Data source: USDA FoodData Central.
FAQ
- My stuffing looks loose and wet, what should I do?
- Stir in a tablespoon or two of extra breadcrumbs or Parmesan and let it sit 2 minutes so it hydrates and firms up.
- The roll keeps opening while I sear, how can I fix it?
- Chill the tied roll for 10 minutes to set the seam and start searing seam side down so it locks in place fast.
- How do I avoid dry turkey breast?
- Cook by temperature not time, pull at 160 F, and rest at least 10 minutes so the juices redistribute instead of running onto your board.
- Can I assemble this ahead?
- Yes, roll and tie up to 24 hours ahead, wrap tightly, refrigerate, and bring to room temp for 20 minutes before searing and roasting.

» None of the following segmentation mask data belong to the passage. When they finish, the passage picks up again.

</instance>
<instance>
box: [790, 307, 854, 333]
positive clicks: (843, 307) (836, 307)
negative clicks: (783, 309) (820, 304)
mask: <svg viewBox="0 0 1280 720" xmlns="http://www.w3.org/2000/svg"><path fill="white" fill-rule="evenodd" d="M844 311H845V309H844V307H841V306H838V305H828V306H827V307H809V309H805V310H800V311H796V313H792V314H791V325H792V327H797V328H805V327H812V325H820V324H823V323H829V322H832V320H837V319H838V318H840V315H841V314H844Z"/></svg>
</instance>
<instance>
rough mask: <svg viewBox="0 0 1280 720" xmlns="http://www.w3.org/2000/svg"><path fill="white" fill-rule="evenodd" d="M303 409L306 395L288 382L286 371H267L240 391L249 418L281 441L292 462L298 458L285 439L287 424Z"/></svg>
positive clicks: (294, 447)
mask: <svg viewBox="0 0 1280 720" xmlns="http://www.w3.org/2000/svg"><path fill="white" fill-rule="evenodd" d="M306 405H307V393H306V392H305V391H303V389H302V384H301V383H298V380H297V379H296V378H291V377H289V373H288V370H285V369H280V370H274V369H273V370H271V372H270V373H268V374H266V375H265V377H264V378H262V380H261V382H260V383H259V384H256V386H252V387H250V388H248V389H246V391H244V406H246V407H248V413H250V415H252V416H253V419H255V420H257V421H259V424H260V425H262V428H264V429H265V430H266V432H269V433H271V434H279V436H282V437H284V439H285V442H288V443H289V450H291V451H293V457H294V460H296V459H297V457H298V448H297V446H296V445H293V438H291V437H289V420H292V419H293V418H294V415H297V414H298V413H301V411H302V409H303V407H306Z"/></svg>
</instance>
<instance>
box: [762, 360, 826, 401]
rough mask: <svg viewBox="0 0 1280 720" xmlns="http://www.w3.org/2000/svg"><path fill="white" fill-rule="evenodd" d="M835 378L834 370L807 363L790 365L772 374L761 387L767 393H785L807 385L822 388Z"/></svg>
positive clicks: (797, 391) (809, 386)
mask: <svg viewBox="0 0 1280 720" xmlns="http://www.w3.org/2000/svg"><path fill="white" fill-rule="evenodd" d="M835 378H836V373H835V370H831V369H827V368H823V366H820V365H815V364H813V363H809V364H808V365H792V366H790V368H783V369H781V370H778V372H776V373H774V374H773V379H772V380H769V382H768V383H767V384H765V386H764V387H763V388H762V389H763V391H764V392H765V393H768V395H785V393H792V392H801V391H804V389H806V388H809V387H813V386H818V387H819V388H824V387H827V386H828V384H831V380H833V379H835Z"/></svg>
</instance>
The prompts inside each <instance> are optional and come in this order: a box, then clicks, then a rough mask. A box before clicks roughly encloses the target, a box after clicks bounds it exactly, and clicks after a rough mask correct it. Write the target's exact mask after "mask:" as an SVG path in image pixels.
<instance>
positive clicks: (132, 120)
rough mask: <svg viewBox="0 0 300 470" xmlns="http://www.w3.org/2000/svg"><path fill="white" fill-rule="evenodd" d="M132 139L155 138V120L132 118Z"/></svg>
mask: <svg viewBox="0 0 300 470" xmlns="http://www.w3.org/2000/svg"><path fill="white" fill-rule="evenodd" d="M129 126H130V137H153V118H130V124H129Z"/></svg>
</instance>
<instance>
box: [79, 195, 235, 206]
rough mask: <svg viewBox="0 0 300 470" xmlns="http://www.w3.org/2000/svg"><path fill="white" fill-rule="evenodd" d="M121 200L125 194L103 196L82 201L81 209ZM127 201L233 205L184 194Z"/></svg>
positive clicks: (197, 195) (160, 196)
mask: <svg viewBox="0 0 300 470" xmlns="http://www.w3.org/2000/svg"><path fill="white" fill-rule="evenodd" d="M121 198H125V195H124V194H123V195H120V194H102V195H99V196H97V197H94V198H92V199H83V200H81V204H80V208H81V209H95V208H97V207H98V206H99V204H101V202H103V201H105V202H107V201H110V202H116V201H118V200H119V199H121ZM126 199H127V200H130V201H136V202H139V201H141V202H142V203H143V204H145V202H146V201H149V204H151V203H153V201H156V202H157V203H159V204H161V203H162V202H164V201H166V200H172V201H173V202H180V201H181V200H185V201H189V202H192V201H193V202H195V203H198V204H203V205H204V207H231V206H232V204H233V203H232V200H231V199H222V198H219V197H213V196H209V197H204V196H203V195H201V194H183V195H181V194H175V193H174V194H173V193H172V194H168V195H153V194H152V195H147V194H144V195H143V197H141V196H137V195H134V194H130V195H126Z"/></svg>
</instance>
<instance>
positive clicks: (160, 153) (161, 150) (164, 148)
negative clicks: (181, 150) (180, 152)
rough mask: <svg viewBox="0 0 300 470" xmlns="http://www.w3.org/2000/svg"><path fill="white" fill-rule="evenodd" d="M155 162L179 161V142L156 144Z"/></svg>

- What if I do not have kitchen twine?
- Use sturdy toothpicks or metal skewers to pin the seam every inch and remove them before slicing.
- Can I use frozen spinach?
- Absolutely, thaw completely and squeeze very dry, then measure 1 cup packed so the ratio stays balanced.
Serving Suggestions
Thinly slice a little lemon zest into the stuffing or whisk a squeeze of lemon into the pan juices for a bright pop that cuts the richness.
Pair the roulade with garlicky mashed potatoes or a peppery arugula salad, and tuck any leftovers into a toasted ciabatta with a smear of mustard for a killer next-day sandwich.